British energy supplier Centrica plc CPYYY recently announced that it is about to divest its Canadian oil and gas exploration and production joint venture – CQ Energy Canada Partnership – to a consortium that includes, among others, Hong Kong-listed energy company MIE Holdings Corporation. Centrica owns 60% operating interests in the properties that mostly produce natural gas.

The deal, which requires shareholder and regulatory approvals, is expected to be completed in the second half of 2017 and is likely to generate £240 million ($305 million) in net proceeds for Centrica.

Reason for the Sale

The cash-only transaction is in line with Centrica’s strategy to concentrate on its European assets, especially in the UK, Netherlands and Norway, as announced in Jul 2015. In the previous month, the company concluded the sale of its Trinidad and Tobago gas assets to Royal Dutch Shell plc RDS.A.

The proceeds from the transaction will be used for reducing Centrica's net debt to approximately $3.2-$3.8 billion by the end of 2017. The company targets adjusted operating cash flow of more than $2.6 billion in this time period.

About the Exploration and Production Asset

Centrica is the joint owner of the asset in the Western Canadian Sedimentary Basin along with Qatar Petroleum.
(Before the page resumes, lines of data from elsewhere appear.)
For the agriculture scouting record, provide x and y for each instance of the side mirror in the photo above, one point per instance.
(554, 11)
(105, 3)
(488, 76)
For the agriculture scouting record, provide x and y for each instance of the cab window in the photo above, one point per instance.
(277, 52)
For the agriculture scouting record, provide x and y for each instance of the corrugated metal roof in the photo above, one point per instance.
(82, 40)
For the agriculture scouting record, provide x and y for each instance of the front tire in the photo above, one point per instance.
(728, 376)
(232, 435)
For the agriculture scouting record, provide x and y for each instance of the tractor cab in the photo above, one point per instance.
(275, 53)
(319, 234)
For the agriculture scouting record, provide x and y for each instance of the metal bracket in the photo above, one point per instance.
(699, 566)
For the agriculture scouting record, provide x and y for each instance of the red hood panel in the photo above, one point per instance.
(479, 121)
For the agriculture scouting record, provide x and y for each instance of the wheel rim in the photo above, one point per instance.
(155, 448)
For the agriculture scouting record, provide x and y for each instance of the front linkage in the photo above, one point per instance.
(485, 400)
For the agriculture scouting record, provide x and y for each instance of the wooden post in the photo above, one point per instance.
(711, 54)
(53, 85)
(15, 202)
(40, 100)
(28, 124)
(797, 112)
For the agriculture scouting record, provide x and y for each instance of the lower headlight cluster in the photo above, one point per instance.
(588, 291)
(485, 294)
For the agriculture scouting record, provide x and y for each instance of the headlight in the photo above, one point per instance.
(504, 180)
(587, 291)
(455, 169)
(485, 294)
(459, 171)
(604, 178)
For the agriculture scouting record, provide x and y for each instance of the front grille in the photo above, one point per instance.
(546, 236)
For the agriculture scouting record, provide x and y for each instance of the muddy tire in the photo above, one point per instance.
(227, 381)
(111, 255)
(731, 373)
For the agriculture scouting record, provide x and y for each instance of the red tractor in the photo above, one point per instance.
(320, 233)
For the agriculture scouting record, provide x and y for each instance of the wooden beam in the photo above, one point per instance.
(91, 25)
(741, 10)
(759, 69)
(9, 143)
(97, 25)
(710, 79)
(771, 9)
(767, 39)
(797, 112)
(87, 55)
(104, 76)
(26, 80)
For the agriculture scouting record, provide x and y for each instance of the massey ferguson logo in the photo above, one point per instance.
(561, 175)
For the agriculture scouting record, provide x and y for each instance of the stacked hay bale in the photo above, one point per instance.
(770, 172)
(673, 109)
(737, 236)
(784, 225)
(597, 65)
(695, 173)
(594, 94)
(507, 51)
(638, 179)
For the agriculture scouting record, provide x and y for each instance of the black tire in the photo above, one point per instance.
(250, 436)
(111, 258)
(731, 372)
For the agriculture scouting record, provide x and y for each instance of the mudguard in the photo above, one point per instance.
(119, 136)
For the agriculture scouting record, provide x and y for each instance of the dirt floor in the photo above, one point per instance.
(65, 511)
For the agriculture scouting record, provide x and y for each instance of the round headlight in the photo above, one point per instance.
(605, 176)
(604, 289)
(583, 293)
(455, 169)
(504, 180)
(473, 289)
The region has five main operating hubs, namely Foothills, Hanlan-Robb, North, Peace River Arch, and South. Total production from the asset is approximately 60,000 barrels of oil equivalent per day.

About Centrica

Headquartered in Windsor, United Kingdom, Centrica is a growing integrated energy company operating in the U.K., North America, and Europe. It secures and supplies gas and electricity to millions of homes and businesses and offers a distinctive range of home energy solutions and low-carbon products and services.

Price Performance

In the last one month, Centrica, belonging to the Zacks categorized Utility – Gas Distribution industry, recorded 1.15% increase in its stock price, while the broader industry witnessed an increase of 1.4%.

Zacks Rank and Stocks to Consider

Centrica presently has a Zacks Rank #2 (Buy). Some better-ranked stocks in the oil and energy sector include Delek US Holdings, Inc. DK and Canadian Natural Resources Limited CNQ. Both these stocks sport a Zacks Rank #1 (Strong Buy). You can see the complete list of today’s Zacks #1 Rank stocks here.

Delek US Holdings’ sales for 2017 are expected to increase 71.4% year over year. The company recorded a positive average four-quarter earnings surprise of 60.7%.

Canadian Natural Resources’ sales for the second quarter of 2017 are expected to increase 26.9% year over year. The company recorded a positive earnings surprise of 30.8% in the first quarter of 2017.